Q&A: The Burden of Proof Rests on the One Who Seeks to Extract Money in a Legal Doubt
The Burden of Proof Rests on the One Who Seeks to Extract Money in a Legal Doubt
Question
Hello Rabbi,
There is an opinion of Rav Hai Gaon that in a legal doubt they divide the money, and we do not say that the burden of proof rests on the one who seeks to extract money from another. I understood that most halakhic decisors disagree with him on this. But seemingly, from a logical standpoint, it seems more reasonable to me to say that they should divide it in such a case. After all, what proof are we expecting the plaintiff to bring? He brought all the required evidence, and it is the judges who do not know how to decide the law. If so, in a case where the judges do not know how to decide, why do they roll the ball back to the plaintiff and tell him to bring proof? If I were a judge and I were not sure what the law is, I would rule that they should divide it out of doubt.
At one point you taught us that the logic behind the reasoning of “the burden of proof rests on the one who seeks to extract money from another” (and “leave the money in the possession of its current owner”) is that otherwise society could not function, because any person could falsely sue someone else and obtain half his property. But in the case of a legal doubt, that reasoning does not apply.
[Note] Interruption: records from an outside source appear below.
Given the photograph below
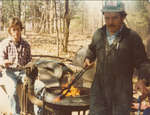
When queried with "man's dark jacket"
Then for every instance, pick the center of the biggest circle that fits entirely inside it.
(111, 91)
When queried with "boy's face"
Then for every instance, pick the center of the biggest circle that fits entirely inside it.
(15, 33)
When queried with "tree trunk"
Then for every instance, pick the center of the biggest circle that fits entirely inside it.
(57, 31)
(13, 9)
(52, 17)
(19, 7)
(66, 25)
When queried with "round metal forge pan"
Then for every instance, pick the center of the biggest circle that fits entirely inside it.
(76, 103)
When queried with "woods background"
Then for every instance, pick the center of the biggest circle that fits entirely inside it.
(60, 27)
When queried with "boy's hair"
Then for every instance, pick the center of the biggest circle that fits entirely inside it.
(15, 21)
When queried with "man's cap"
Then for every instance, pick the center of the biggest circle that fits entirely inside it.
(113, 6)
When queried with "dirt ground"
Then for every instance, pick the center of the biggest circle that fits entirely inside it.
(45, 44)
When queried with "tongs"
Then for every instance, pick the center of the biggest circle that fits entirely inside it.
(61, 95)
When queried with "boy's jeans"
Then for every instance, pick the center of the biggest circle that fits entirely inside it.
(12, 78)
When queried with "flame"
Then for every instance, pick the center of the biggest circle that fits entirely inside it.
(72, 91)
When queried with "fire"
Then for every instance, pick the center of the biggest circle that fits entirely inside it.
(72, 91)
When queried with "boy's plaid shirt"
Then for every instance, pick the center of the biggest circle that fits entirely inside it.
(19, 55)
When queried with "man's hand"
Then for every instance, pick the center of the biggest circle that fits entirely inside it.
(87, 63)
(7, 63)
(140, 85)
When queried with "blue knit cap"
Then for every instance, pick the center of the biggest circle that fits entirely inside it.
(113, 6)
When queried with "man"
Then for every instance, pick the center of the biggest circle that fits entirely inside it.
(118, 51)
(15, 52)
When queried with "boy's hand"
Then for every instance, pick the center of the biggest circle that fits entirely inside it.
(7, 63)
(140, 85)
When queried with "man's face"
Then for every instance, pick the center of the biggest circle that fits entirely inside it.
(113, 21)
(15, 32)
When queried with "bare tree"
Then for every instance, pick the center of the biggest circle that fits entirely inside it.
(66, 25)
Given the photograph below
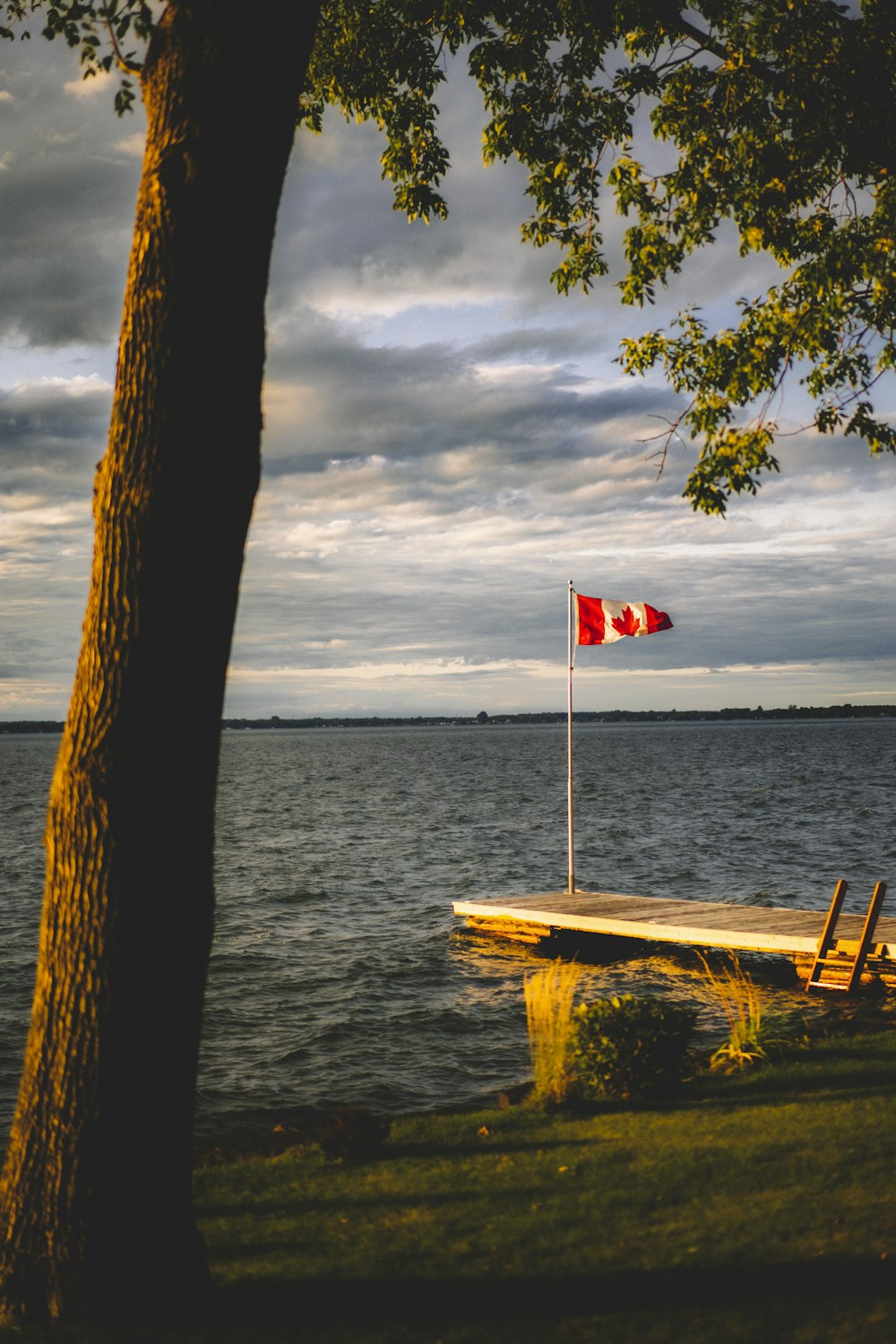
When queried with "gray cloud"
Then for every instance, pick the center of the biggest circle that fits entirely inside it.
(446, 444)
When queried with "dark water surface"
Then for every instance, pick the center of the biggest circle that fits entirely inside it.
(339, 972)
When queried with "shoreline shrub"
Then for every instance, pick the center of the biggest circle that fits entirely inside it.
(630, 1047)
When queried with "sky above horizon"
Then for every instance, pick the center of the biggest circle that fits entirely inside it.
(447, 443)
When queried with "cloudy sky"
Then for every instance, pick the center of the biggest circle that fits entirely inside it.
(447, 443)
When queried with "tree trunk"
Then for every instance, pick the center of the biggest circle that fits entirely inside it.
(96, 1215)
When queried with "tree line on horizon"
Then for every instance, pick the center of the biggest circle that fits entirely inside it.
(435, 720)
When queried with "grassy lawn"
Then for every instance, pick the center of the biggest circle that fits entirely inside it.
(756, 1207)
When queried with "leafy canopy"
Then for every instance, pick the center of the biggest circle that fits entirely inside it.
(780, 117)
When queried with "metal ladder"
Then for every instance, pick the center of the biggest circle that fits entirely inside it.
(841, 968)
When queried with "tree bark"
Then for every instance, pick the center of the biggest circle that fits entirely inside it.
(96, 1218)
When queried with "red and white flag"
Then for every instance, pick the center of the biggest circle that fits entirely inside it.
(600, 621)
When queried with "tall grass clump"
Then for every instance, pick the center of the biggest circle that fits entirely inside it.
(548, 1016)
(755, 1031)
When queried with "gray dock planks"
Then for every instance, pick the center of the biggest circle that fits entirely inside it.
(702, 924)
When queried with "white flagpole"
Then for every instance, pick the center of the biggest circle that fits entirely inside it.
(571, 865)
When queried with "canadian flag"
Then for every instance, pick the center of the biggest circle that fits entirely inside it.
(600, 621)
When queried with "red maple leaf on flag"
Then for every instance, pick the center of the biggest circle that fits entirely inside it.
(627, 623)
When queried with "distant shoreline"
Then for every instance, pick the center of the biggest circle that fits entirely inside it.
(482, 719)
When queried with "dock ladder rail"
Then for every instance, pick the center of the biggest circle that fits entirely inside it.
(841, 969)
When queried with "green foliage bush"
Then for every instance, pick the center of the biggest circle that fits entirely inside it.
(630, 1047)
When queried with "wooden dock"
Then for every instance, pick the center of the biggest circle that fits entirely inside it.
(697, 924)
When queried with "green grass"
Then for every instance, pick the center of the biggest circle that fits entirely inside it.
(758, 1206)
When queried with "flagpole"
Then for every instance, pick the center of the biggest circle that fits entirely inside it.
(571, 865)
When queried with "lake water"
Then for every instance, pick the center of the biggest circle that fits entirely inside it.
(339, 972)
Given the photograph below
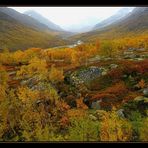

What do you think about the view of Rav Hai Gaon?
Answer
I do not think that the requirement that the plaintiff bring proof is a personal requirement directed at him. The claim is that as long as there is no proof, it is impossible to extract money from the defendant. Therefore, even in a legal doubt, at the end of the day there is no proof that allows taking money from the current possessor, and therefore the burden of proof rests on the one who seeks to extract money.
The reasoning is a legal one: for a religious court to act, it needs a reason. And that applies here too. True, it is not the plaintiff’s fault that he cannot bring proof, but at the end of the day the religious court still has no reason to act.
Indeed, from the standpoint of the reasoning that anyone could sue his fellow, it is less applicable here (though not necessarily totally irrelevant. It seems to me that there could be situations in which there is a legal doubt and someone would exploit that in order to sue another person and receive half). But the reasoning is stronger that what is in a person’s possession is presumed to be his (“we do not presume people to be thieves”) certainly applies here as well.
Discussion on Answer
Note that here this is not a legal doubt but an unresolved monetary Talmudic question. According to those views, the rule of “they divide it” was not said regarding every monetary doubt, but only regarding a doubt that ends with the Talmud remaining unresolved. The reasoning is that when the Talmud remains with an unresolved question, that is like two against two, meaning it is a doubt that cannot be decided, and therefore according to those views they divide it. Here there are two equal sides in favor of the plaintiff and the defendant. Put differently: the purpose of a presumption is to determine reality, but when the doubt is left unresolved, it is clear that there is nothing here to determine. The Talmud has decided that there is not one single truth here, but that both sides are correct. Therefore the presumption has no significance, and they divide it.
As for “doubt is ruled leniently” in monetary cases, this is a common expression among the medieval authorities and later authorities, and it means lenient for the defendant. And Rabbi Shimon Shkop’s well-known question in Gate 5 is why we do not go stringently, as with any doubt involving a prohibition.
The question about a reason for the religious court to act is what counts as an act of the religious court. To divide is indeed an act, and therefore there are some medieval authorities who do not accept the view of the Rif and Rav Hai Gaon, and according to them here too the burden of proof rests on the one who seeks to extract money. The Rif apparently holds that when there is a legal doubt, that indeed is a reason to act (or that in his view this is not called acting, because there is no presumption in such situations as I explained above; in any case, there is no act here of extracting from the current possessor).
I am asking specifically about the case in Bava Kamma 62a, where a legal doubt is brought:
“Did they institute the ordinance of the robbery victim in the case of an informer, so that he swears and collects, or not? Let it stand unresolved.”
Tosafot writes:
“Did they institute the ordinance of the robbery victim in the case of an informer or not? Rav Alfasi wrote: for example, where there are witnesses that he informed on him and caused his money to be lost, but they do not know how much. It remains unresolved, and every unresolved monetary case is ruled leniently; and in the name of Rav Hai Gaon it is written that he swears and takes half, for every unresolved monetary case is divided. But Rabbenu Isaac does not think it appears correct to obligate him at all because of an unresolved question.”
Maimonides also ruled like the Rif. But what the Rif wrote, that every unresolved monetary case is ruled leniently, is difficult, because there is no leniency or stringency in monetary law (a leniency for one party is a stringency for the other, and vice versa).
In addition, regarding what you said that the religious court needs a reason in order to act: the very doubt itself is already a good enough reason for the religious court to act. After all, because of doubt, in some cases they do say “they divide it.”